名付けなどした経験もなければ、名前を決めるための感性に自信すらない。
「と、突然そんなことを言われても……それに貴女は……」
現にアルティナは求められても頭は真っ白になり、求められるような名前は一つも浮かんでこない。
「それじゃあ考えておいて」
そう言って女の子は踵を返す。
「それじゃあ、またねおかあさん……
それからユミル焼き、楽しみにしてるから」
最後にリィンを一瞥して《Ozα》は徒歩で校門の方へと歩いて行った。
「はあ……仕方ないなあ……ちょっとあの子、送ってくるから」
「え……ええ、そうですね。あんな幼げな子を今から一人で帰すのはいくら《結社》の人間でも心配になるから。よろしく頼むよシャーリィ」
シャーリィの提案にセドリックは内心の動揺を抑えながら頷く。
「幼げね……そんな可愛げなのある子じゃないんだけどね」
シャーリィは苦笑をしながら、《Ozα》に追いつくように歩き出した。
「…………何だったんだ?」
「……よく分かりません」
リィンとアルティナは《Ozα》という存在に戸惑い、混乱する。
「あ、あのアルティナちゃん?」
「はい……?」
アルティナが振り返れば、他の生徒たちも間を丸くして言葉を失い、その中からルイゼが驚愕に大きく目を見開きながらアルティナに尋ねた。

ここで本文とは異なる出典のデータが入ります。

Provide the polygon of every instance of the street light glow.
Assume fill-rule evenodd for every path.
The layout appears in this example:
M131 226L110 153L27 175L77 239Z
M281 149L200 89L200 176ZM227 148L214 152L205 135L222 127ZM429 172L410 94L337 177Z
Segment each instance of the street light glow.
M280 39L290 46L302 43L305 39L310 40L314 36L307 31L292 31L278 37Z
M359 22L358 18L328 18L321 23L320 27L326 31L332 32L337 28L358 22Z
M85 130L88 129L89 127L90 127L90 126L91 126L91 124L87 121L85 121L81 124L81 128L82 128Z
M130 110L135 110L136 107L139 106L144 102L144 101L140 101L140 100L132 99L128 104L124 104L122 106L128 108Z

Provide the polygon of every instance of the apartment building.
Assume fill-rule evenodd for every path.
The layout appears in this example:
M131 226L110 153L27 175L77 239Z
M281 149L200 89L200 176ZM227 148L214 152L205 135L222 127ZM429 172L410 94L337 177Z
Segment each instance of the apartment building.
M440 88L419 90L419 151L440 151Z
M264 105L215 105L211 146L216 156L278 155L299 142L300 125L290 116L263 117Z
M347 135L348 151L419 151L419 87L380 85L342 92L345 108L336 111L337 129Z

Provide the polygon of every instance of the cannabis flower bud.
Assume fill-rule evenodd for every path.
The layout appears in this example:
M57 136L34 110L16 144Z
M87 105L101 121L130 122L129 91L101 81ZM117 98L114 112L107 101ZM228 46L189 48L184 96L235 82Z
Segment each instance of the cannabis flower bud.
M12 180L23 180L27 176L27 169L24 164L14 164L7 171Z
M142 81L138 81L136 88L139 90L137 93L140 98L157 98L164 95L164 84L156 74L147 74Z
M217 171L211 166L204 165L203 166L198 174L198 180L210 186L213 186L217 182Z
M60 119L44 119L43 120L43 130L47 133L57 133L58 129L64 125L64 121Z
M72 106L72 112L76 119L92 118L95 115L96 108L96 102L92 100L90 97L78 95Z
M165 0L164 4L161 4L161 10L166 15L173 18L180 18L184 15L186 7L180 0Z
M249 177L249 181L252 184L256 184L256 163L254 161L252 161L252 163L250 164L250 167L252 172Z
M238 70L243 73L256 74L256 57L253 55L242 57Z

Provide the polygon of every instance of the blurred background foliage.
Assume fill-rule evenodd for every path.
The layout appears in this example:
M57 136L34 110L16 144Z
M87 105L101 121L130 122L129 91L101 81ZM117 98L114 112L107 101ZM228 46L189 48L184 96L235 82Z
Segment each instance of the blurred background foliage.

「今の女の子……アルティナちゃんの事を“おかあさん”と呼んでいませんでしたか?」
「…………」
ルイゼの指摘にアルティナは首を傾げて、彼女の最後の言葉を振り返る。
『それじゃあ、またねおかあさん……
それから騎神焼き、楽しみにしてるから』
「…………あ……」
確かに言われていた事を思い出し、アルティナは何故彼女が自分をそう呼称したのか考えようとして――
「アルティナちゃんがおかあさんっ!? やっぱりこの前の夜にリィンさんと不埒な事をしたんですね!?」
赤面したタチアナの声がグラウンドに響き渡る。
その言葉が場を更に混沌を作る。
「あの子がアルティナの娘……? 妹のイソラちゃんに続いて、今度は娘っ!?」
「って事はおとうさんはやっぱりリィンなのか!?」
「いやいや、あの子がアルティナの子供と考えるのは無理があるだろ」
ざわざわと騒めく生徒たちにはクルトの指摘など届いていなかった。
「アルティナちゃんが……おかあさん?」
「アルティナちゃんはアルティナちゃんであの子もアルティナちゃんかもしれなくて……あれ?」
《OZα》を追い駆けようとしていたアネラスとティータは混乱に陥り頭を抱える。
「よしっ! 今日は女子会よ!」
「これは面白くなってきましたね」
ユウナの提案にミュゼが真っ先に同調する。
「あ、あのユウナさん、ミュゼさん、皆さん!?」
アルティナは両腕を二人に抱えるようにして連行されていく。
「ならこっちはこっちで男子会でもするか?」
シドニーがリィンの右腕を抑える。
「はは、前々から一度リィンとはじっくりと話をしたいと思ってたから良い機会だな」
パブロがリィンの左腕を抑える。
「お、おい!?」
「ククク! これは面白くなりそうだな」
狼狽えるリィンにアッシュはほくそ笑む。
連行されるアルティナと同様に、誰もリィンに助け舟を出す者はいなかった。